The Seattle Mariners avoided arbitration with first baseman Justin Smoak on Saturday, agreeing to a deal that could be worth over $8 million over the next two seasons. While Smoak has been largely disappointing during his time with Seattle, the team is giving him one last chance to prove himself in 2014 if he hopes to be the M’s long-term answer at first. Can he finally catch on and prove he’s the right man for the job?
Smoak signed a deal that gives him $2.6 million this season with a chance for much more through incentives and escalators. The team has a $3.65 million option for 2015 with a $150,000 buyout. The first baseman can guarantee the 2015 option with his play in 2014 if he has 525 plate appearances, finishes in the top 15 of the MVP voting, gets selected to the All-Star game, or wins a Silver Slugger Award. The contract puts the pressure on Smoak to deliver or get cut loose.

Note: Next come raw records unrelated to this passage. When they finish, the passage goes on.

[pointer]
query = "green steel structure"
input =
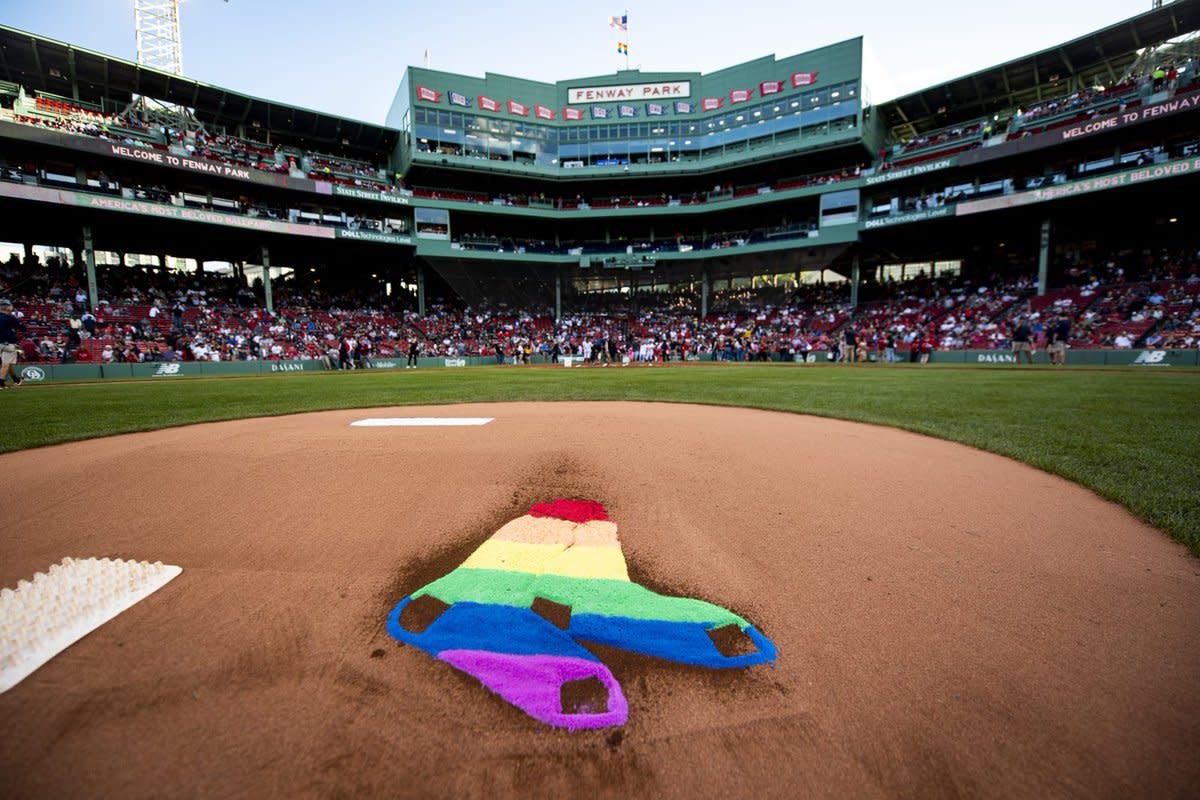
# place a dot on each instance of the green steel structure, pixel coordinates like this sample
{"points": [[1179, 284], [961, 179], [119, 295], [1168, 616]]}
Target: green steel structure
{"points": [[497, 187]]}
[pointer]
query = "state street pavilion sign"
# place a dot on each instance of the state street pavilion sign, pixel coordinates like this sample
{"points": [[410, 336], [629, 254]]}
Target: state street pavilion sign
{"points": [[672, 89]]}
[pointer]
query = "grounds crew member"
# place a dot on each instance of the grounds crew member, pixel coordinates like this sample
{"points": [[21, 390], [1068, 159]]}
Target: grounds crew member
{"points": [[10, 330]]}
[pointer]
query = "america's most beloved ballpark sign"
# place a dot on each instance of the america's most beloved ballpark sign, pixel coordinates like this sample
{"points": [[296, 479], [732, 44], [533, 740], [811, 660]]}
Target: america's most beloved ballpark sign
{"points": [[629, 91]]}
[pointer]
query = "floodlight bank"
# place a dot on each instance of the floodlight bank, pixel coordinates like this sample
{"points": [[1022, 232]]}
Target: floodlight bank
{"points": [[45, 615]]}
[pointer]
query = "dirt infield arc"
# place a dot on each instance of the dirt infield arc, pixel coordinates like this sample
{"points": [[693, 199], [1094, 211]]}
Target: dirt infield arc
{"points": [[948, 621]]}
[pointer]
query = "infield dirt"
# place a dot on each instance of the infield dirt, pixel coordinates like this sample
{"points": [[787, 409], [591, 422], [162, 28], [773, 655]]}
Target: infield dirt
{"points": [[948, 621]]}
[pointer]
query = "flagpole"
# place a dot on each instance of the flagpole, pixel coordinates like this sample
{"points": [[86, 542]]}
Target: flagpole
{"points": [[628, 40]]}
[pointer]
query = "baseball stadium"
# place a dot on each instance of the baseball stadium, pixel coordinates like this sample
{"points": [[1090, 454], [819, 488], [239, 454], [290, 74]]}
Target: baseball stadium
{"points": [[648, 433]]}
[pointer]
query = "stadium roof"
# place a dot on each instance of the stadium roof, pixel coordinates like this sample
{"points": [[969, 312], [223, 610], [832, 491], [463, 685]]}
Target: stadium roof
{"points": [[46, 65], [1031, 78]]}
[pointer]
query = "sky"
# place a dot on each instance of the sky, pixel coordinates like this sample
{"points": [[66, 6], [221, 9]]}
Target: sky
{"points": [[347, 56]]}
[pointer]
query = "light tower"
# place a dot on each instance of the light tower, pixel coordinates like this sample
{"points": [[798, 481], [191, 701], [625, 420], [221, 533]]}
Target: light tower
{"points": [[160, 44]]}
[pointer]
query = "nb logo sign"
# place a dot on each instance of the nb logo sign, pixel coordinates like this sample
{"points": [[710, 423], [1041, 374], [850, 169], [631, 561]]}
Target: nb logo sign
{"points": [[1151, 356]]}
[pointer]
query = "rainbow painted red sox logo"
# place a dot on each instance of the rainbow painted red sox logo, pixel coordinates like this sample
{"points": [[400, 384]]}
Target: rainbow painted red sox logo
{"points": [[516, 613]]}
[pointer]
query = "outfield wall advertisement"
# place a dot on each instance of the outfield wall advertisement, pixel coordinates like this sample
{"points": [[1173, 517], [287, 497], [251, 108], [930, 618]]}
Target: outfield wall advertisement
{"points": [[1084, 186], [41, 372]]}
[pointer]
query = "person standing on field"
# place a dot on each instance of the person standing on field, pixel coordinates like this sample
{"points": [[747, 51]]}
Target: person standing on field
{"points": [[10, 340], [1023, 341]]}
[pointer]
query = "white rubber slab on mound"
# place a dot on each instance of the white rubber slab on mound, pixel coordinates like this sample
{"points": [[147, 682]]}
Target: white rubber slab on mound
{"points": [[43, 617], [421, 421]]}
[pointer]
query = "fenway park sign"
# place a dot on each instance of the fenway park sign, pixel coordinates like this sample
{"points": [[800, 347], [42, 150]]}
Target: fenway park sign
{"points": [[673, 89]]}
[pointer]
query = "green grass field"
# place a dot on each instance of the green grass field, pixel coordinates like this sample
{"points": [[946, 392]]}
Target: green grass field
{"points": [[1131, 435]]}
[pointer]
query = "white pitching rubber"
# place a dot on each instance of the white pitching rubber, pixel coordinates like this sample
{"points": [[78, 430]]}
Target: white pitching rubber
{"points": [[421, 421], [43, 617]]}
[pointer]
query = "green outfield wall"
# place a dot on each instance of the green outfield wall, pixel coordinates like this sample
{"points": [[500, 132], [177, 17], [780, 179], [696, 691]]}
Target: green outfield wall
{"points": [[36, 373]]}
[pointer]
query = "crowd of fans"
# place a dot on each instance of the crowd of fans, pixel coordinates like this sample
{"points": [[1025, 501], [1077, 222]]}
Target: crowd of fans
{"points": [[1120, 301]]}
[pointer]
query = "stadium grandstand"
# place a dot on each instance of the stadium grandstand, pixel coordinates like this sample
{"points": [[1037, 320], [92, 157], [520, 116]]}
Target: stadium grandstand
{"points": [[755, 212]]}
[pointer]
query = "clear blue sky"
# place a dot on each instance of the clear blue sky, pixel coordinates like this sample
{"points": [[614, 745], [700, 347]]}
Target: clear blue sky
{"points": [[347, 56]]}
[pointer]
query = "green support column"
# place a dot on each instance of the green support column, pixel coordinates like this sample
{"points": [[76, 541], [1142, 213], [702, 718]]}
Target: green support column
{"points": [[267, 281], [853, 282], [1044, 257], [89, 259], [420, 289], [558, 294]]}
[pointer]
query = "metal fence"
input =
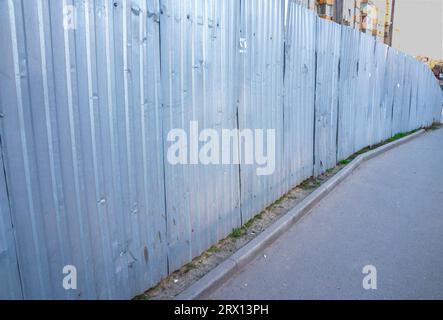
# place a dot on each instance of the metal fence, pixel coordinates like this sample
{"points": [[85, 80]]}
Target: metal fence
{"points": [[86, 112]]}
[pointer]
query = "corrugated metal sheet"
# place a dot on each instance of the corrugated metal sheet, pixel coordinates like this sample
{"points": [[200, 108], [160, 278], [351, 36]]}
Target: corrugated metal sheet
{"points": [[261, 95], [85, 116], [326, 95], [199, 54], [299, 100], [82, 143], [349, 97]]}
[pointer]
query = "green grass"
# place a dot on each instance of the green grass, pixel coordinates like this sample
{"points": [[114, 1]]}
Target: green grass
{"points": [[237, 233], [398, 136]]}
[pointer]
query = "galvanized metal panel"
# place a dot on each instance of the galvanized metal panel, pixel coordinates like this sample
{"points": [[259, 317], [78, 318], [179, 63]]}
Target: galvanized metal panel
{"points": [[326, 96], [85, 116], [199, 47], [349, 98], [82, 145], [261, 96], [299, 103]]}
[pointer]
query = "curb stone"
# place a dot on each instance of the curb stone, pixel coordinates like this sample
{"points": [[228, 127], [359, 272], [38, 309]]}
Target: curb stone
{"points": [[247, 253]]}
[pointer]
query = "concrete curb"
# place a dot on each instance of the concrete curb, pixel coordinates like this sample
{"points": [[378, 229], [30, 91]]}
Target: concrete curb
{"points": [[246, 254]]}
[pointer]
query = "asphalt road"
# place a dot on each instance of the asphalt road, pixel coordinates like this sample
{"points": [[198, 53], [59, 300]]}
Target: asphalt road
{"points": [[388, 214]]}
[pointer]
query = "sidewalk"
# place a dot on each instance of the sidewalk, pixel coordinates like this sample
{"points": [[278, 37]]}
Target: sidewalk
{"points": [[388, 213]]}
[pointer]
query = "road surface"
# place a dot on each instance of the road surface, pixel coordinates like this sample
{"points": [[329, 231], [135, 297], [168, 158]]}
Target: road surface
{"points": [[388, 214]]}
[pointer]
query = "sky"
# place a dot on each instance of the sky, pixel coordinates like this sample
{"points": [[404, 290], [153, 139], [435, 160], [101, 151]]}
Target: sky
{"points": [[419, 27]]}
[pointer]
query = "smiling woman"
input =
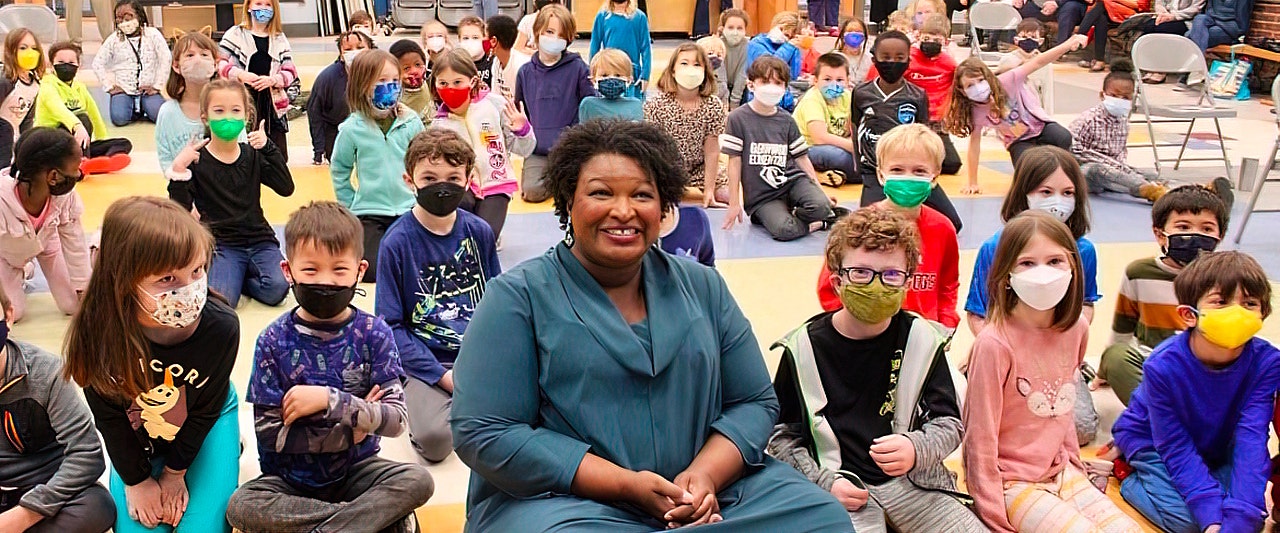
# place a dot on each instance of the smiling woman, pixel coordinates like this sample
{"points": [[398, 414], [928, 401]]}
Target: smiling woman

There have been flashes of Smoak’s ability from time to time which have helped the team justify continuing to turn to him year after year. The 27-year-old is coming off a career-best 20 home runs in 2013 but hit just .238 for the year. He had a surge of production after a sting on the disabled list in June, raising his average to .274 in early August before spiraling over the final six weeks of the season.
Seattle has added pressure on Smoak to produce early with the offseason acquisitions of Logan Morrison and Corey Hart. If he doesn’t produce with his early opportunities, the M’s won’t hesitate to turn first base over to one of the newcomers to try and add some pop from that spot in the lineup. If Seattle finds one of the other options at first to be a better offensive option, they won’t hesitate to sit Smoak, trade him during the season, or simply buy him out this offseason.
The time for Smoak to rely on his potential as a power bat at first base is over. Now, he has to start delivering on the promise that he keeps flashing and become a consistent producer in the lineup. If he can’t, then his time in Seattle will likely come to an end in 2014.